Now let's get back to Terracotta. The task was to cluster pretty big application tidily integrated with Spring 2.5 (most of database, web-services, executors functionality were written using Spring's WS and JDBC calls). Application runs asynchronous tasks with Quartz. And to sum it up it looks more or less good from software design point of view.

The initial idea was to provide server side failover and thus:
1) Somehow share asynchronous tasks and guarantee re-execution is case of one server fail.

2) Share managed beans exposed outside and their states


3) Since server has complicated business logic that requires some synchronization provide distributed locks (ideally they need to be moved on the database level indeed)


Terracotta is really great product to get deal with. I got excited and confused at the same time because:

1) Terracotta provides integration with Quartz and allows sharing tasks with re-execution, BUT noone tested it with Quarts+Spring (as you probably know Spring gives some good wrappers for Quartz to simplify and unify the code).
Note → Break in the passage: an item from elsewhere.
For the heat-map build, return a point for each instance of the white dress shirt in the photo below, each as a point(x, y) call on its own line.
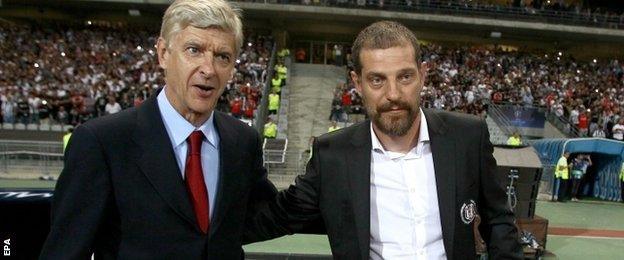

Thus after wasting 3-4 hours I had to use pure Quartz without Spring.

2) Shared locks as any other shared (distributed) objects works perfect and out of the box, BUT as soon as I start distributing more or less complicated data with some inheritance and fields like Loggers in parent classes I found myself in troubles. I faced the fact that Terracotta cannot exclude field from the distribution if it is declared in parent class (superclass). I had pretty much Spring stuff and I was not able to change the code and had to find out a lot of workarounds for this.

3) Spring. Yep. Wasted days to understand that it's just impossible to distribute most of the beans (especially those ones that had some JDBC stuff injected). All database connections need to be established when you need them. The same should be done in asynch. tasks.


To sum up this post:

1) Terracotta works fine but be ready to refactor your code and keep in mind all "product features" :)
2) Forget about database stuff injection into distributed beans or asynchronous tasks.
3) Be ready to feel "magic inside and consequences outside". Terracotta is a "black box" with some magic.